As of February 2010 the Nawa-i-Barakzayi district is governed by Abdul Manaf. He lives in a compound next to a Marine base. The District Administrator is Haji Mohammed Khan. The District Chief of Police is Haji Muhammed Nafex Kahn. The Afghan National Army in the area is led by Captain Saki Dad. The International Security Assistance Force main representative is Lieutenant Colonel Matt Baker of the 1st Battalion, 3rd Marines. Ian Purves is a British stabilization advisor from the Helmand Provincial Reconstruction Team. Scott Dempsey is the representative from USAID. Abdul Manaf was appointed District Governor in the summer of 2009.

==Infrastructure==
A 2008 survey by the Afghan government recorded 49 villages, 18 Community Development Councils, 12 Primary Schools, 7 Secondary Schools, and 4 Health Centers, with 10 km of asphalted roads. As of February 2010 its bazaar had more than 100 shops, as opposed to 6 before Operation Strike of the Sword. After the Taliban fled in 2009 the district marketplace reopened, irrigation canal clearing projects started, and a local community council was established. By 2010 millions of dollars were being pumped into public works projects, including a town hall and police station. There were also numerous agricultural projects spearheaded by various NGOs, including USAID. In 2009 they delivered wheat grain seeds to 6,000 farmers.

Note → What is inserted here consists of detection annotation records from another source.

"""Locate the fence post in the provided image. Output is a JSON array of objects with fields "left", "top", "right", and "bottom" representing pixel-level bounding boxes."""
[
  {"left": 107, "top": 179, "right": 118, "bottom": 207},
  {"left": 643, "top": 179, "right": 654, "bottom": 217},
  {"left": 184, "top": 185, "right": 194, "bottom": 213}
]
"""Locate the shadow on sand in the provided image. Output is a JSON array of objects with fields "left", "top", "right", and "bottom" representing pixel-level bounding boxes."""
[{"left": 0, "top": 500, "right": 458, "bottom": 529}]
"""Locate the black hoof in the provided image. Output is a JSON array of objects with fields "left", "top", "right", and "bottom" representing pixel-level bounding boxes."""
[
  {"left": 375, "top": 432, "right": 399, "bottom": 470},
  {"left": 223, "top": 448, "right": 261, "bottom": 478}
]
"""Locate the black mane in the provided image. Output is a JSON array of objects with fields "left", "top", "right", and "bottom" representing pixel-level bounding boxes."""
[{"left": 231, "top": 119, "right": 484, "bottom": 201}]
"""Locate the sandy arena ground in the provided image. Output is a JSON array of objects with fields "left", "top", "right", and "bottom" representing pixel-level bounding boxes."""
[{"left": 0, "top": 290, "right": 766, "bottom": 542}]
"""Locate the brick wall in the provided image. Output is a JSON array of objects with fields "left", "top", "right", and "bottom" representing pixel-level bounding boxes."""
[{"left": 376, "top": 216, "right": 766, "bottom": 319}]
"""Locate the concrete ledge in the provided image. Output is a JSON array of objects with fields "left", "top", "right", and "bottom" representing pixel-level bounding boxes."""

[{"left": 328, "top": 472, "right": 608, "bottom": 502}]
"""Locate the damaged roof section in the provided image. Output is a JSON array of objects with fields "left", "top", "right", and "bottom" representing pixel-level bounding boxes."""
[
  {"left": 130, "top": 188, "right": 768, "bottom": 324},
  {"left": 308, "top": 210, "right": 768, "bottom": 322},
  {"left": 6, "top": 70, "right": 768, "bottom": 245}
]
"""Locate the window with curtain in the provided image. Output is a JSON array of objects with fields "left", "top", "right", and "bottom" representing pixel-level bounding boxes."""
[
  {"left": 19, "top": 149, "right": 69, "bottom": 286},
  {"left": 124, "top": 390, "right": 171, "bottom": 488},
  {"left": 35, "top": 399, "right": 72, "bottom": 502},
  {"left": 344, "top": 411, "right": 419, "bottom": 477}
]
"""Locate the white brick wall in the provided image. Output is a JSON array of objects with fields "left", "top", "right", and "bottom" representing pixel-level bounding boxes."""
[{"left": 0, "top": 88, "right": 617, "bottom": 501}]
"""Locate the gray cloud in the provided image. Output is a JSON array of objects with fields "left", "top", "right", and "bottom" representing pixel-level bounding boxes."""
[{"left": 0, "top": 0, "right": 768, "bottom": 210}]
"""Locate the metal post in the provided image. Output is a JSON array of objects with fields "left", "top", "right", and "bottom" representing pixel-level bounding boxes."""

As of 2010 250 workers had been hired to construct plastic crop tunnels that function like a greenhouse and 4,000 farmers had signed up to receive the tunnels along with seed to plant alternative crops.
The main problems were still a lack of Afghan security forces, teachers, agricultural advisers and doctors. The main road through the district is Route 605. There are currently plans to build a road linking Nawa and nearby Garmsir District with the provincial capital Lashkar Gah.

==Filmography==
Nawa and the 1st Battalion, 5th Marines were featured in the independent documentary film Patrol Base Jaker (2011). The film features Abdul Manaf in his role as the Nawa District Governor and Haji Mohammed Khan as the Nawa District Administrator. Filmmaker David Scantling joined the Marines during their 2009 deployment in the Nawa District.